R/C Tech Forums - View Single Post - How to make a deep discharge/ equalizing trey
Old 05-25-2004, 07:47 PM
  #9  
tel
Tech Adept
iTrader: (9)
 
Join Date: Feb 2004
Location: Chandler,AZ
Posts: 233
Trader Rating: 9 (100%+)
Default

The printed circuit board looks like a DIY kit from Fry's or other good electronics store (read that as NOT Radioshack). The PCB is overkill for this setup.

The LED and small resistor are connected in series across 2 cells. LED's usually turn on at 1.5-1.6V so a single battery won't light it up.
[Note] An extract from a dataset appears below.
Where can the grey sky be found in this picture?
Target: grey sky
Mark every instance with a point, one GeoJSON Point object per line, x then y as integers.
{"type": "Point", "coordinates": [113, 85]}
The small resistors look like 10ohm 1/4w since they are just there for show. The LED's and small resistor won't drain the batteries much as it is only pulling about 20mA. This is just there to tell when 2 of the cells it connected to reach the LED cutoff of 1.5-1.6 volts.

Pitcrew was right about the zener diode in reverse has a .6V cutoff but the big resistor only a 1ohm at either 1/2W or 1W power rating. The most current you can pull with a 1.2V cell connected to the zener diode and resistor is 0.6A. The zener diode need only be a 1/2W or 1W to be safe as the power flowing through it at 0.6A at 0.6V is 0.36W.

This design will equalize your cells to ~.6V but it will take a long time as it draws less than 1/2A. Dump your pack to 5.4V total before hooking it up to tray like this.

However, as will all semiconductors the zener diode has a very small leakage current. If you stored your batteries connected to this tray the cells would eventually go 0.0V but we're talking days or weeks to do that.

I'll draw the some schematics in a bit and post them.